Irã receberá lança-mísseis portáteis da China em poucas semanas, dizem fontes

Reuters

30/07/2026

Placeholder - loading - Bandeiras da China e do Irã tremulam na Praça da Paz Celestial, em Pequim 14 de fevereiro de 2023 REUTERS/Thomas Peter
Bandeiras da China e do Irã tremulam na Praça da Paz Celestial, em Pequim 14 de fevereiro de 2023 REUTERS/Thomas Peter

Por John Irish e Jonathan Saul

30 Jul (Reuters) - O Irã deve receber nas próximas semanas um primeiro ​lote de até 400 lança-mísseis portáteis de defesa aérea fabricados na China, segundo informaram à Reuters três fontes a par do acordo, enquanto o país reconstrói suas defesas em meio à guerra com os Estados Unidos.

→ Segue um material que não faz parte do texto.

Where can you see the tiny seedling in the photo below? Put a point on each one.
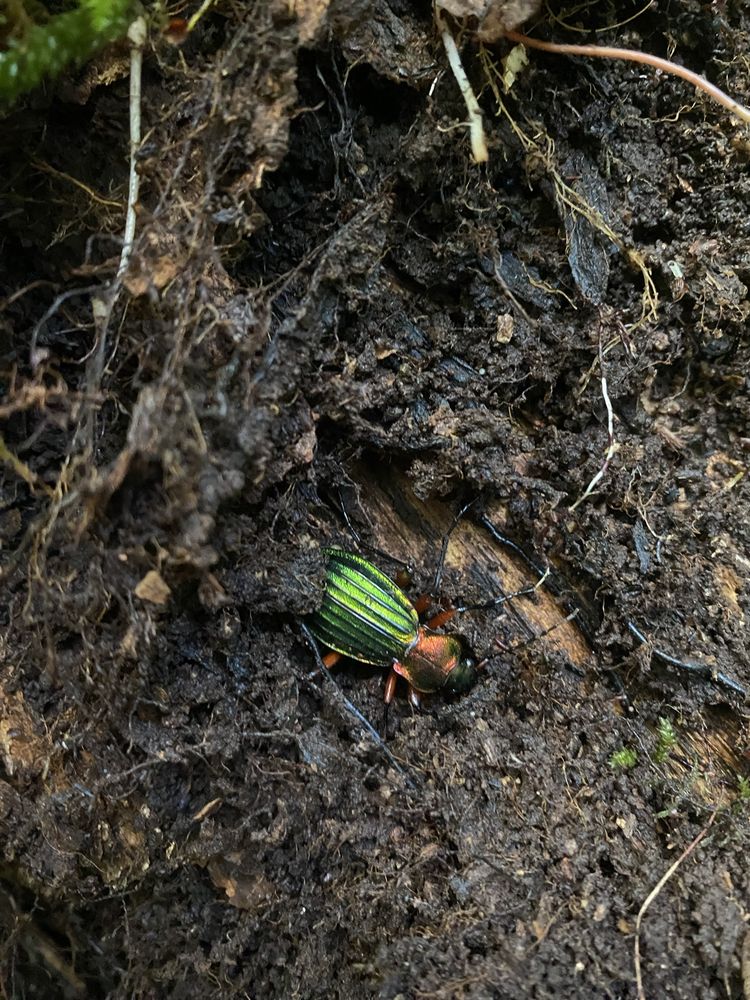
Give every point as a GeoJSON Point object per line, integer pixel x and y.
{"type": "Point", "coordinates": [623, 759]}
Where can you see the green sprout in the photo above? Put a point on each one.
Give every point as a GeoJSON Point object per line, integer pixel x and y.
{"type": "Point", "coordinates": [667, 740]}
{"type": "Point", "coordinates": [623, 759]}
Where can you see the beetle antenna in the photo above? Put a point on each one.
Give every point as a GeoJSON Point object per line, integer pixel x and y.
{"type": "Point", "coordinates": [353, 710]}
{"type": "Point", "coordinates": [367, 545]}
{"type": "Point", "coordinates": [444, 546]}
{"type": "Point", "coordinates": [504, 540]}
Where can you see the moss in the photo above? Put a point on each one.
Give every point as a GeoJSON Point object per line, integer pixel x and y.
{"type": "Point", "coordinates": [37, 50]}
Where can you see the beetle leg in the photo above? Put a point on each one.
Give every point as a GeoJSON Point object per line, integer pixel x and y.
{"type": "Point", "coordinates": [422, 603]}
{"type": "Point", "coordinates": [390, 686]}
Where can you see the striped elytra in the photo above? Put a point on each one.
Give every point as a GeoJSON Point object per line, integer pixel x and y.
{"type": "Point", "coordinates": [363, 614]}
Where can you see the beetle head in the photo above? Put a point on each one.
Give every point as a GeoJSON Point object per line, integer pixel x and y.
{"type": "Point", "coordinates": [464, 674]}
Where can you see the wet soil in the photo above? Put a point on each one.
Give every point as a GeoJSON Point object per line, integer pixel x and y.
{"type": "Point", "coordinates": [337, 328]}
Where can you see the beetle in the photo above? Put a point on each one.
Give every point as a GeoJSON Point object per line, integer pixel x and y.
{"type": "Point", "coordinates": [366, 616]}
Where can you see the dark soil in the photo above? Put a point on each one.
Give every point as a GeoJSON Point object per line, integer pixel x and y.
{"type": "Point", "coordinates": [333, 314]}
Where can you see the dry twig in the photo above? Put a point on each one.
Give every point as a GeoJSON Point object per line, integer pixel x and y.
{"type": "Point", "coordinates": [652, 896]}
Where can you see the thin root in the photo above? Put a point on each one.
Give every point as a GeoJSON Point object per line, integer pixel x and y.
{"type": "Point", "coordinates": [476, 125]}
{"type": "Point", "coordinates": [646, 59]}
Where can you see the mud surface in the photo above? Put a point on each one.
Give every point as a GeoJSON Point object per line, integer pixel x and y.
{"type": "Point", "coordinates": [330, 308]}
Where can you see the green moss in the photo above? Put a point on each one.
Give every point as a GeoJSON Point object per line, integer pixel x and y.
{"type": "Point", "coordinates": [35, 50]}
{"type": "Point", "coordinates": [624, 759]}
{"type": "Point", "coordinates": [667, 740]}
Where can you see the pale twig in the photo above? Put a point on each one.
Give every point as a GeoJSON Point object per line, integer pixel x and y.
{"type": "Point", "coordinates": [137, 39]}
{"type": "Point", "coordinates": [611, 446]}
{"type": "Point", "coordinates": [704, 670]}
{"type": "Point", "coordinates": [476, 126]}
{"type": "Point", "coordinates": [646, 59]}
{"type": "Point", "coordinates": [652, 896]}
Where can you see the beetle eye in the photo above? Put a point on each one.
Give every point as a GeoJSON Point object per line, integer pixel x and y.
{"type": "Point", "coordinates": [463, 676]}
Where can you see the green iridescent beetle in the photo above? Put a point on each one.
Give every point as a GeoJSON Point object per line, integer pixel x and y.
{"type": "Point", "coordinates": [366, 616]}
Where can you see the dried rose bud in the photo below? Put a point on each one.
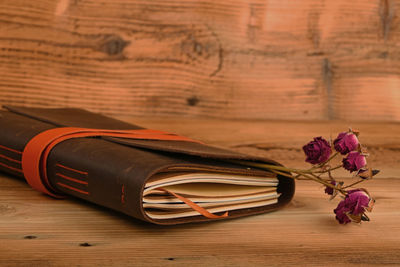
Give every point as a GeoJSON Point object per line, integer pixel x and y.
{"type": "Point", "coordinates": [353, 207]}
{"type": "Point", "coordinates": [317, 151]}
{"type": "Point", "coordinates": [345, 142]}
{"type": "Point", "coordinates": [330, 190]}
{"type": "Point", "coordinates": [354, 161]}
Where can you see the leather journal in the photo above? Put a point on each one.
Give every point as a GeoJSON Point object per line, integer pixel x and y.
{"type": "Point", "coordinates": [155, 176]}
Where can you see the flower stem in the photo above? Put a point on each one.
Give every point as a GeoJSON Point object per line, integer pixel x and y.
{"type": "Point", "coordinates": [330, 169]}
{"type": "Point", "coordinates": [350, 185]}
{"type": "Point", "coordinates": [278, 170]}
{"type": "Point", "coordinates": [324, 163]}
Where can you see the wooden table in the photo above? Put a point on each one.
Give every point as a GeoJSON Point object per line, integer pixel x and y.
{"type": "Point", "coordinates": [38, 231]}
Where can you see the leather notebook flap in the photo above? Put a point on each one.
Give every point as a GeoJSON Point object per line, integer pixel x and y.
{"type": "Point", "coordinates": [72, 117]}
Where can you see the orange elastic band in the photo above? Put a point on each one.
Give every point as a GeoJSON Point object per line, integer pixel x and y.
{"type": "Point", "coordinates": [34, 156]}
{"type": "Point", "coordinates": [194, 206]}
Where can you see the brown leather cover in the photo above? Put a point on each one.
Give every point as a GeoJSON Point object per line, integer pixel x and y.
{"type": "Point", "coordinates": [111, 171]}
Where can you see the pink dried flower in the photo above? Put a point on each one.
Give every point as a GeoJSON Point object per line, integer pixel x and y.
{"type": "Point", "coordinates": [330, 190]}
{"type": "Point", "coordinates": [354, 161]}
{"type": "Point", "coordinates": [317, 151]}
{"type": "Point", "coordinates": [345, 142]}
{"type": "Point", "coordinates": [353, 207]}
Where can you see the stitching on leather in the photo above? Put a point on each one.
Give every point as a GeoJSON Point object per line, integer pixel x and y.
{"type": "Point", "coordinates": [71, 179]}
{"type": "Point", "coordinates": [71, 169]}
{"type": "Point", "coordinates": [73, 188]}
{"type": "Point", "coordinates": [11, 168]}
{"type": "Point", "coordinates": [10, 159]}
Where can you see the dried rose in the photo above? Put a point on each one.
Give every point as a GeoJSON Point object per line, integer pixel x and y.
{"type": "Point", "coordinates": [317, 151]}
{"type": "Point", "coordinates": [345, 142]}
{"type": "Point", "coordinates": [353, 207]}
{"type": "Point", "coordinates": [330, 190]}
{"type": "Point", "coordinates": [354, 161]}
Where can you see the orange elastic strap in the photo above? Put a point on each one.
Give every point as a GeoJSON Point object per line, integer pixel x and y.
{"type": "Point", "coordinates": [194, 206]}
{"type": "Point", "coordinates": [34, 156]}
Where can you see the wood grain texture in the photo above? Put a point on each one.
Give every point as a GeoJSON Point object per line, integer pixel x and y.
{"type": "Point", "coordinates": [38, 231]}
{"type": "Point", "coordinates": [267, 59]}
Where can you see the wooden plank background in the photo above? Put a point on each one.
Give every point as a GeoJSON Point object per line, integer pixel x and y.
{"type": "Point", "coordinates": [36, 230]}
{"type": "Point", "coordinates": [270, 59]}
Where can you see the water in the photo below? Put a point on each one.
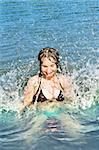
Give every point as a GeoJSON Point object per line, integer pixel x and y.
{"type": "Point", "coordinates": [26, 26]}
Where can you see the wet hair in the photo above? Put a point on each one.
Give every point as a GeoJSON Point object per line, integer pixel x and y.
{"type": "Point", "coordinates": [49, 53]}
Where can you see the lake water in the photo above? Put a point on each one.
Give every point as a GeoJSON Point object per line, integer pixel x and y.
{"type": "Point", "coordinates": [71, 26]}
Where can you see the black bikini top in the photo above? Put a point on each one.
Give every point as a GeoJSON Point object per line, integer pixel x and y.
{"type": "Point", "coordinates": [41, 98]}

A compra, avaliada em US$60 milhões a US$70 milhões, é uma das maiores iniciativas conhecidas de Teerã para fortalecer suas defesas aéreas de curto alcance desde o início da guerra com os EUA e Israel, que expôs lacunas na capacidade do Irã de proteger instalações militares e infraestrutura estratégica.

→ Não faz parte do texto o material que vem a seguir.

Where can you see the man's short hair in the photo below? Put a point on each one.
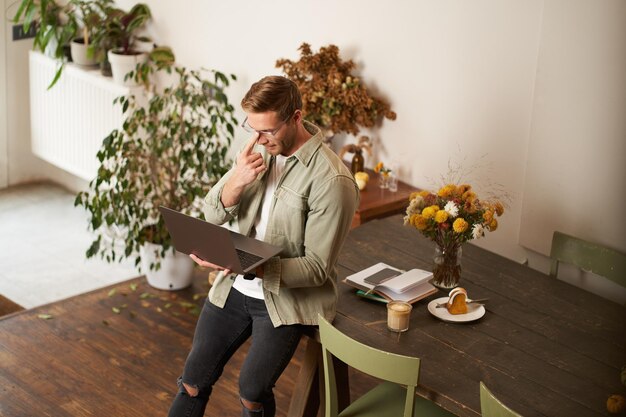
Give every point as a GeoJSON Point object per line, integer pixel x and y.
{"type": "Point", "coordinates": [273, 93]}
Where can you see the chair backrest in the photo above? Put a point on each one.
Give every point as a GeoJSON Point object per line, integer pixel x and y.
{"type": "Point", "coordinates": [380, 364]}
{"type": "Point", "coordinates": [587, 256]}
{"type": "Point", "coordinates": [490, 406]}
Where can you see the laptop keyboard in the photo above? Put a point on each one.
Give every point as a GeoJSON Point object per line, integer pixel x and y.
{"type": "Point", "coordinates": [246, 258]}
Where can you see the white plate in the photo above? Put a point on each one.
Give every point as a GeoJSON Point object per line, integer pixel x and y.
{"type": "Point", "coordinates": [474, 311]}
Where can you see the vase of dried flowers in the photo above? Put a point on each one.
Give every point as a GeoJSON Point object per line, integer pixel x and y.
{"type": "Point", "coordinates": [447, 266]}
{"type": "Point", "coordinates": [358, 161]}
{"type": "Point", "coordinates": [332, 97]}
{"type": "Point", "coordinates": [450, 217]}
{"type": "Point", "coordinates": [384, 173]}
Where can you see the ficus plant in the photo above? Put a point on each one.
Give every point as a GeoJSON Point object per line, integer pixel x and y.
{"type": "Point", "coordinates": [170, 151]}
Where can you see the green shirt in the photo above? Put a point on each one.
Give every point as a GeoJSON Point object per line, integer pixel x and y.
{"type": "Point", "coordinates": [311, 213]}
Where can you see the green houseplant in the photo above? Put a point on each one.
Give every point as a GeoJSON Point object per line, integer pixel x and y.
{"type": "Point", "coordinates": [332, 97]}
{"type": "Point", "coordinates": [169, 152]}
{"type": "Point", "coordinates": [91, 15]}
{"type": "Point", "coordinates": [56, 26]}
{"type": "Point", "coordinates": [118, 35]}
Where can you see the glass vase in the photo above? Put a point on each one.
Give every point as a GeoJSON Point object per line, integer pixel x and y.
{"type": "Point", "coordinates": [357, 162]}
{"type": "Point", "coordinates": [384, 180]}
{"type": "Point", "coordinates": [447, 267]}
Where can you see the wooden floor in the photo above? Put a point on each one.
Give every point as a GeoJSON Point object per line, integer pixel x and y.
{"type": "Point", "coordinates": [115, 351]}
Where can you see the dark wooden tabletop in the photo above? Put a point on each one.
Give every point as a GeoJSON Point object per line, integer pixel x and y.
{"type": "Point", "coordinates": [544, 347]}
{"type": "Point", "coordinates": [376, 202]}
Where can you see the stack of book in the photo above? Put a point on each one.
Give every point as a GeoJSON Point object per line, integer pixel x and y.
{"type": "Point", "coordinates": [385, 283]}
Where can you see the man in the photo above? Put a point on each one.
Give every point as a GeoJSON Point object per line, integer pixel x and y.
{"type": "Point", "coordinates": [290, 190]}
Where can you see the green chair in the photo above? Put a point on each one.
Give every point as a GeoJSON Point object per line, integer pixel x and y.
{"type": "Point", "coordinates": [386, 399]}
{"type": "Point", "coordinates": [490, 406]}
{"type": "Point", "coordinates": [587, 256]}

O contrato abrange a compra de entre 300 e 400 sistemas portáteis de defesa aérea, incluindo mísseis QW-12 e FN-16 de fabricação chinesa, segundo as fontes.

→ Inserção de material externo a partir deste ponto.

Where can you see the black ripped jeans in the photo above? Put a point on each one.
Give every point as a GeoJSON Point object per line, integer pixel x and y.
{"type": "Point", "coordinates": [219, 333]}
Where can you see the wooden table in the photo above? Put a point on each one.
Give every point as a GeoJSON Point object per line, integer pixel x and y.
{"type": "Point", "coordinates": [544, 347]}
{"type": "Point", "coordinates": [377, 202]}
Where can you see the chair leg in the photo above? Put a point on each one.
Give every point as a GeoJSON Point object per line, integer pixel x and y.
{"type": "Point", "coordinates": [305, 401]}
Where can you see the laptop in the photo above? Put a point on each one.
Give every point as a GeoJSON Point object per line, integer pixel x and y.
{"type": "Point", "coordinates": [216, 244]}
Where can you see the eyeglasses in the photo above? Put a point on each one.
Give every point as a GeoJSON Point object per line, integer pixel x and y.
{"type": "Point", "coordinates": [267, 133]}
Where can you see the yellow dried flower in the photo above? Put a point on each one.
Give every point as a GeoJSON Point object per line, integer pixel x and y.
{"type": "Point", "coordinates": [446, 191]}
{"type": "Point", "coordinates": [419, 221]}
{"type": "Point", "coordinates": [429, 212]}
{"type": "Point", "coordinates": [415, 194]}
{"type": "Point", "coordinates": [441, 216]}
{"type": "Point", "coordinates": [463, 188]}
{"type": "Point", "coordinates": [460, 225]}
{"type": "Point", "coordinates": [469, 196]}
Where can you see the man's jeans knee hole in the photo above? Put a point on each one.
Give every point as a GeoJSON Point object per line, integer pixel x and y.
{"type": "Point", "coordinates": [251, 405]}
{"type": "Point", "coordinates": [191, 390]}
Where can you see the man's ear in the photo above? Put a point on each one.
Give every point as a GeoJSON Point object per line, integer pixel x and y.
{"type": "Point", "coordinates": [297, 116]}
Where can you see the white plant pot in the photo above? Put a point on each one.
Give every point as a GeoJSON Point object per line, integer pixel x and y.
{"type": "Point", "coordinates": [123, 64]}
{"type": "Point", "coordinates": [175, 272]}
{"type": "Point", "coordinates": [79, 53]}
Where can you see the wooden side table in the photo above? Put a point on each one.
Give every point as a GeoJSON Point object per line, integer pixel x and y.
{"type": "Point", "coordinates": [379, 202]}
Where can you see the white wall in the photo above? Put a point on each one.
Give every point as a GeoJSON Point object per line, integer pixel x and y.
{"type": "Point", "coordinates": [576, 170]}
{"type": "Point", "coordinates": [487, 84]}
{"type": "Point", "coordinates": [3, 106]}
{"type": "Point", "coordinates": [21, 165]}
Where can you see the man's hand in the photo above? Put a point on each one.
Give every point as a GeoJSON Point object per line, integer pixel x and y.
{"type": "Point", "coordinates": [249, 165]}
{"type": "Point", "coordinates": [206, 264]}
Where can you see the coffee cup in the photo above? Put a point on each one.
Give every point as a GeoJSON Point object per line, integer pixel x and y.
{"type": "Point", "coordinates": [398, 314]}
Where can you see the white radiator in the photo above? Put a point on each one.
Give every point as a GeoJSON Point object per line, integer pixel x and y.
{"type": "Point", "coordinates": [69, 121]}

O acordo foi assinado com a Zhongqing Baoshang International Investment, uma empresa sediada em Hong Kong que, segundo as fontes, atuou como intermediária entre a parte iraniana e o fornecedor chinês.

IRÃ PRECISA SE REARMAR APÓS MESES DE GUERRA

As fontes falaram sob condição de anonimato devido à delicadeza do assunto. O Ministério das Relações Exteriores do Irã não respondeu imediatamente a um pedido de comentário.

O Ministério das Relações Exteriores da China afirmou: “As notícias em questão são totalmente infundadas. A China tem desempenhado consistentemente um papel na promoção da paz e no fim do conflito.”

Questionado sobre o ⁠acordo em uma coletiva de imprensa de ⁠rotina em Pequim na quinta-feira, o porta-voz do Ministério da Defesa chinês, ​Jiang Bin, disse ‌que “não estava a par da situação em questão”.

O Zhong Qing Bao Shang Group, com sede em Pequim, empresa controladora da Zhongqing Baoshang International Investment, não respondeu imediatamente a um pedido de comentário enviado por email na terça-feira.

O Irã precisa se rearmar após meses de combates nos quais os EUA e Israel atacaram instalações ligadas aos seus programas de mísseis, drones e defesa aérea, e Teerã respondeu com disparos de mísseis balísticos e drones.

O conflito destacou o desafio de defender instalações militares e estratégicas fixas contra aeronaves avançadas e armas guiadas com precisão.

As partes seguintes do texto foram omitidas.